Las arcas de Microsoft
Microsoft lleva un lustro con una estrategia agresiva de adquisiciones. En 2018 empezaron a comprar estudios con la urgencia del que se sabe en clara desventaja frente a su principal competidor, Sony. La andanada se concentró en estudios pequeños como inXile Entertainment o Ninja Theory que podían tener mucho potencial con un apoyo financiero sostenido y algunos pesos medios como Obsidian o PlayGround que venían a llenar vacíos notorios en la compañía. En 2019 se hicieron con Double Fine, un estudio de una creatividad desbordante que sin embargo había conseguido sobrevivir a duras penas durante los últimos veinte años.
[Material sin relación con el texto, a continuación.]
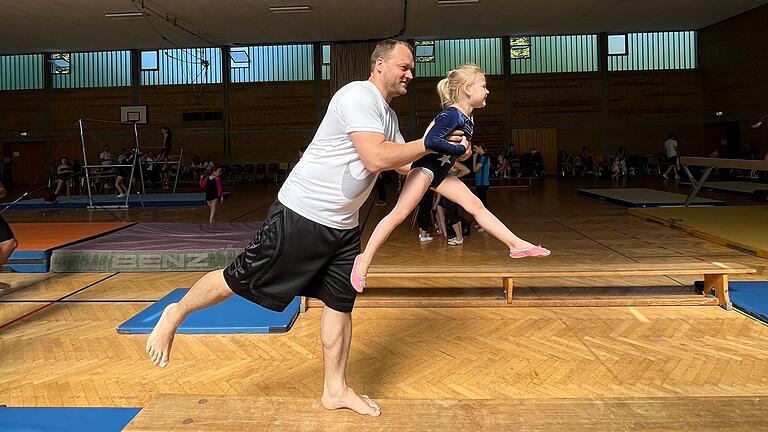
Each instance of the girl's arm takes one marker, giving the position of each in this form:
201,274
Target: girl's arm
475,164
Todos estos movimientos fueron aplaudidos por toda la industria y una gran mayoría de comentaristas, entre los que me incluyo, que entendíamos estas adquisiciones como una forma de apoyar con recursos masivos un talento contrastado en un panorama muchas veces cruel con los creativos más arriesgados e interesantes a la vez que Microsoft componía un catálogo de estudios internos hasta entonces famélico. Sin embargo, a finales de 2020, cuando anunció su intención de comprar Bethesda por 7.500 millones dólares, la cosa cambió. Bethesda era una publisher, una editora con ocho grandes estudios en su seno y franquicias históricas de una influencia difícil de cuantificar que hasta entonces habían aparecido en todas las consolas sin discriminación alguna. La óptica cambió. Microsoft dejaba de ser una compañía benévola para pasar a ser un abusón que sacaba la chequera para despojar a su principal competencia, Sony, de sus pesos pesados. Entonces lo entendimos como el gran puñetazo sobre la mesa, la traca final que dejaba claro a propios y extraños que Microsoft estaba determinada a dar la batalla en esta generación. Ahora, con este acuerdo que multiplica por 9 las cantidades ya exorbitantes de esa operación, contemplamos empavorecidos el ascenso de este Moloch de silicio que amenaza con deglutir a toda la industria e iniciar un reinado de mil años de oscuridad.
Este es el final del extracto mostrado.